Tuesday, June 5, 2018

What Might've Been: 12 O'Clock High (1964)

Rare was the case where Quinn Martin's production company came up with something other than a crime drama. In 1964, Martin partnered with 20th Century Fox to adapt the studio's 1949 film, "12 O'Clock High", into a weekly series that, as far as ABC was concerned, was meant to be a complement to the network-produced Combat!.

However, 12 O'Clock High lasted 2 1/2 seasons, signing off for good in January 1967. Part of the problem appeared to be a revolving door with the ensemble cast. Robert Lansing (ex-87th Precinct) was cast in the lead role of General Savage in the 1st season, but left after that initial season.
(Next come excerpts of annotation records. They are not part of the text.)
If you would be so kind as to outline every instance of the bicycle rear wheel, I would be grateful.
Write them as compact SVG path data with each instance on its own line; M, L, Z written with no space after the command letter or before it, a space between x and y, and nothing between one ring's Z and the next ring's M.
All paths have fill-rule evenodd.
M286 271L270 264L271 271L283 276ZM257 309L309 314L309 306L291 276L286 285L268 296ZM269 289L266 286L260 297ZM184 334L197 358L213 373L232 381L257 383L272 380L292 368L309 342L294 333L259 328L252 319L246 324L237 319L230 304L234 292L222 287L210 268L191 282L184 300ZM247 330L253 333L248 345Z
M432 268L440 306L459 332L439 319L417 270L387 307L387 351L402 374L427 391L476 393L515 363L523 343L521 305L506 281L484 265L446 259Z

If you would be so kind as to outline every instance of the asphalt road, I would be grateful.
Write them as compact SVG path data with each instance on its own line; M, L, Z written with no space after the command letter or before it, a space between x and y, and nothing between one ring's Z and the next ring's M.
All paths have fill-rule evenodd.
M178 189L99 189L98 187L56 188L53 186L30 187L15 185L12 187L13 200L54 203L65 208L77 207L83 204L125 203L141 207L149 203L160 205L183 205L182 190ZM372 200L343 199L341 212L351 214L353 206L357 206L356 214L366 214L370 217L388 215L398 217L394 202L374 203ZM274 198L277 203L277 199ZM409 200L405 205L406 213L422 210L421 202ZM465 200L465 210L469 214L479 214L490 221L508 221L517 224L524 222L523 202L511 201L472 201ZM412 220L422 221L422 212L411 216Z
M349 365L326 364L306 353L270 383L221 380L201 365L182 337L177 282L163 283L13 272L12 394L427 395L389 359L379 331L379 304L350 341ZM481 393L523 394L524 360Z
Lansing would return in The Man Who Never Was during the 1966-7 season, but that ended up a casualty as well.

Paul Burke (ex-Naked City) appeared in 2 episodes, including the opener, in the first season before being brought back as a regular in seasons 2 & 3. While most of us will remember Chris Robinson, another 2nd season addition, for his later work on the daytime soap, General Hospital, he was part of the ensemble, getting wide exposure for the first time.

Here's the opener, "Golden Boy Had Nine Black Sheep":

Rating: B.


Hal Horn said...

First season was a skin-of-the-teeth renewal I'd bet, outside the top 70 for the season (after half a season opposite GOMER PYLE, # 3 show on TV) and runner up in the new time slot behind JACK PAAR's final prime time season.

Contrary to the Wikipedia entry on the show, best ratings performance was in its second season with Paul Burke, ranking 53rd with a 30.4 share. Solid improvement when moved to leadoff spot on Mondays, but then got moved back to Fridays, and...

Third season was a disaster, ranking 88th out of 91 shows when cancelled at midseason. 10.5 rating was far behind LAREDO (14.4) and CBS' movie (21.8).

I agree, all the cast changes, while realistic for a war show, didn't help the show build an audience. Not as good as COMBAT by any means, but not bad.

hobbyfan said...

And it wasn't long before Combat! was also cancelled, as it ended in March '67.

12 O'Clock High, I thought, would've rated higher than it did, or were people tiring of being reminded of WWII by that point?